Collaborative treatment planning

“There are several treatment approaches we could consider. EMDR focuses on memory reprocessing. Somatic work emphasizes body-based regulation. Psychodynamic therapy explores relational patterns. Do any of these resonate with you?"

Continually revisiting the purpose of treatment

“We’ve been working on your response to your experiences through talk therapy. Do you feel this is working for you?

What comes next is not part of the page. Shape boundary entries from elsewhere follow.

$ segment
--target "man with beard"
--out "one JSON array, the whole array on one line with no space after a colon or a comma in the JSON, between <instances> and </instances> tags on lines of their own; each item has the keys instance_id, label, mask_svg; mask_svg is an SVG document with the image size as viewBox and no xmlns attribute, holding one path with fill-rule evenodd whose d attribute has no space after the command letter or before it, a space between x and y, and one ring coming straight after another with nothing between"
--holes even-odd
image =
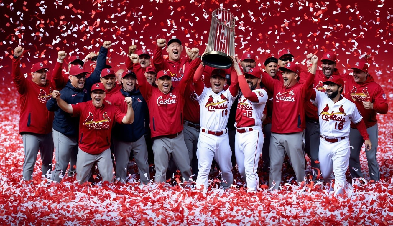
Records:
<instances>
[{"instance_id":1,"label":"man with beard","mask_svg":"<svg viewBox=\"0 0 393 226\"><path fill-rule=\"evenodd\" d=\"M263 144L261 118L268 100L266 91L261 88L262 72L252 68L238 76L242 95L236 111L235 153L239 173L248 191L258 190L257 173Z\"/></svg>"},{"instance_id":2,"label":"man with beard","mask_svg":"<svg viewBox=\"0 0 393 226\"><path fill-rule=\"evenodd\" d=\"M198 48L189 49L186 47L185 52L188 57L182 57L183 48L182 42L176 38L173 38L168 41L166 49L169 58L167 60L164 60L162 56L162 48L166 46L167 41L165 38L157 40L153 63L157 71L169 70L172 85L175 87L182 80L191 61L198 57L199 49Z\"/></svg>"},{"instance_id":3,"label":"man with beard","mask_svg":"<svg viewBox=\"0 0 393 226\"><path fill-rule=\"evenodd\" d=\"M76 179L83 184L91 176L91 169L96 164L102 181L113 182L113 167L110 157L110 137L115 122L131 124L134 121L132 101L126 97L127 113L119 108L105 102L106 93L101 83L94 84L91 89L91 100L69 104L60 98L60 93L54 90L52 98L62 110L79 117L79 149L77 158Z\"/></svg>"},{"instance_id":4,"label":"man with beard","mask_svg":"<svg viewBox=\"0 0 393 226\"><path fill-rule=\"evenodd\" d=\"M386 95L373 76L368 73L368 66L364 60L359 60L353 66L353 80L349 86L353 87L345 97L355 103L362 115L371 142L373 144L371 149L366 151L368 163L370 181L379 180L379 166L376 160L376 149L378 147L378 125L376 113L386 114L388 106ZM366 117L367 116L367 117ZM353 177L363 177L359 162L359 155L363 145L362 136L355 125L351 123L349 134L349 142L353 148L351 150L349 170Z\"/></svg>"},{"instance_id":5,"label":"man with beard","mask_svg":"<svg viewBox=\"0 0 393 226\"><path fill-rule=\"evenodd\" d=\"M311 69L312 73L315 69ZM311 100L318 107L321 134L319 161L325 181L334 178L334 195L342 193L346 183L345 173L349 161L351 122L362 135L366 149L371 148L365 125L356 105L340 95L344 82L339 75L331 75L327 81L325 94L314 89ZM334 176L332 173L334 173Z\"/></svg>"},{"instance_id":6,"label":"man with beard","mask_svg":"<svg viewBox=\"0 0 393 226\"><path fill-rule=\"evenodd\" d=\"M147 105L136 84L136 76L133 71L124 71L121 78L122 88L109 98L109 101L120 108L124 113L127 112L125 98L130 97L134 118L131 124L116 124L114 131L113 141L116 161L116 178L122 183L127 179L127 169L130 155L132 151L139 171L141 183L150 182L147 148L144 135L145 124L149 124Z\"/></svg>"},{"instance_id":7,"label":"man with beard","mask_svg":"<svg viewBox=\"0 0 393 226\"><path fill-rule=\"evenodd\" d=\"M95 69L88 78L85 70L79 64L72 65L70 69L69 81L61 91L61 98L70 104L75 104L91 99L89 89L92 85L99 82L100 74L107 60L108 49L112 46L109 41L104 42L100 49ZM62 64L58 60L58 64ZM58 65L57 65L58 66ZM62 77L61 66L57 77ZM46 103L49 111L55 111L53 121L53 140L56 148L56 164L52 172L52 180L60 182L63 177L70 161L68 176L72 176L76 170L77 155L78 153L78 120L60 109L55 100L51 98Z\"/></svg>"},{"instance_id":8,"label":"man with beard","mask_svg":"<svg viewBox=\"0 0 393 226\"><path fill-rule=\"evenodd\" d=\"M318 58L309 55L315 69ZM298 183L304 181L305 159L303 154L303 130L305 127L304 99L315 74L309 73L303 84L299 83L300 67L288 63L279 69L283 72L283 82L266 74L262 82L273 93L272 133L270 155L270 189L277 189L281 182L281 169L286 153L292 163Z\"/></svg>"}]
</instances>

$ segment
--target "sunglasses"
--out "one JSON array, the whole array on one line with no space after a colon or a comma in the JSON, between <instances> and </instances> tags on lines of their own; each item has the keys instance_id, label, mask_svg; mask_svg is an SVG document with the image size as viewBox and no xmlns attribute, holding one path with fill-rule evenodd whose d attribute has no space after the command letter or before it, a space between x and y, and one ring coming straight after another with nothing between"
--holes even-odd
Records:
<instances>
[{"instance_id":1,"label":"sunglasses","mask_svg":"<svg viewBox=\"0 0 393 226\"><path fill-rule=\"evenodd\" d=\"M285 57L285 58L281 58L280 59L283 61L292 61L292 59L293 59L292 57Z\"/></svg>"}]
</instances>

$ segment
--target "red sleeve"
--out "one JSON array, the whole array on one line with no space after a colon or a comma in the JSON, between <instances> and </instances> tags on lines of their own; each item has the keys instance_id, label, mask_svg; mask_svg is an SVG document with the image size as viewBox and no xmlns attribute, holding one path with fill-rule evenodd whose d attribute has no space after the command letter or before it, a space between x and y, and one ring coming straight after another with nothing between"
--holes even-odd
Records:
<instances>
[{"instance_id":1,"label":"red sleeve","mask_svg":"<svg viewBox=\"0 0 393 226\"><path fill-rule=\"evenodd\" d=\"M363 137L363 140L364 140L370 139L370 138L369 138L368 133L367 133L367 128L366 128L366 124L364 124L364 121L363 121L363 119L360 120L360 121L359 122L355 124L355 125L356 126L356 128L358 129L359 132L360 133L362 136Z\"/></svg>"},{"instance_id":2,"label":"red sleeve","mask_svg":"<svg viewBox=\"0 0 393 226\"><path fill-rule=\"evenodd\" d=\"M200 64L194 74L194 87L195 89L195 93L198 96L202 94L203 89L205 88L205 84L202 81L202 74L205 67Z\"/></svg>"},{"instance_id":3,"label":"red sleeve","mask_svg":"<svg viewBox=\"0 0 393 226\"><path fill-rule=\"evenodd\" d=\"M151 96L152 86L146 80L146 77L143 73L142 67L139 63L134 65L134 69L136 75L136 79L138 80L138 85L141 91L141 93L143 97L147 100Z\"/></svg>"},{"instance_id":4,"label":"red sleeve","mask_svg":"<svg viewBox=\"0 0 393 226\"><path fill-rule=\"evenodd\" d=\"M259 100L256 93L251 91L251 90L250 89L248 84L246 81L246 78L244 77L244 75L241 75L238 76L237 79L239 81L239 86L240 87L240 90L242 91L242 93L244 97L251 101L258 102Z\"/></svg>"},{"instance_id":5,"label":"red sleeve","mask_svg":"<svg viewBox=\"0 0 393 226\"><path fill-rule=\"evenodd\" d=\"M27 91L27 80L20 73L20 61L19 58L12 58L12 77L18 91L23 95Z\"/></svg>"},{"instance_id":6,"label":"red sleeve","mask_svg":"<svg viewBox=\"0 0 393 226\"><path fill-rule=\"evenodd\" d=\"M266 72L264 72L262 73L262 82L269 91L273 92L274 89L274 80L271 76Z\"/></svg>"},{"instance_id":7,"label":"red sleeve","mask_svg":"<svg viewBox=\"0 0 393 226\"><path fill-rule=\"evenodd\" d=\"M131 61L130 57L127 55L126 57L127 59L125 60L125 66L127 67L127 70L132 70L134 68L134 63Z\"/></svg>"},{"instance_id":8,"label":"red sleeve","mask_svg":"<svg viewBox=\"0 0 393 226\"><path fill-rule=\"evenodd\" d=\"M232 68L231 71L231 85L229 86L229 91L232 97L236 97L239 92L239 82L237 80L237 73Z\"/></svg>"}]
</instances>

Indigenous and African-centered psychological philosophies call for practitioners to integrate their whole selves into the work (Kambon 1998); for \ practitioners to see their clinical distinctions and the responsibilities as interrelated. African psychology recognizes “the fundamental interrelatedness of all phenomena.” Relational collaborative practice requires the therapist to hold multiple consciousnesses at once: the client’s lived experience, the sociocultural forces shaping that experience, and their own clinical responsibility for synthesis, safety, and containment of the therapeutic process. This also means that supervision must model the same collaborative, transparent, feedback-oriented approach that we expect clinicians to practice with clients. An understanding of how social location, identity, and systemic oppression shape both client experience and clinical dynamics. Having comfort with transparency, including acknowledgment of uncertainty and limitations of the work itself. Especially, in receiving feedback without defensiveness. 

These processes are ethical and liberatory at the same time. Disrupting hierarchical models that position clinicians as authorities and clients as passive recipients of treatment.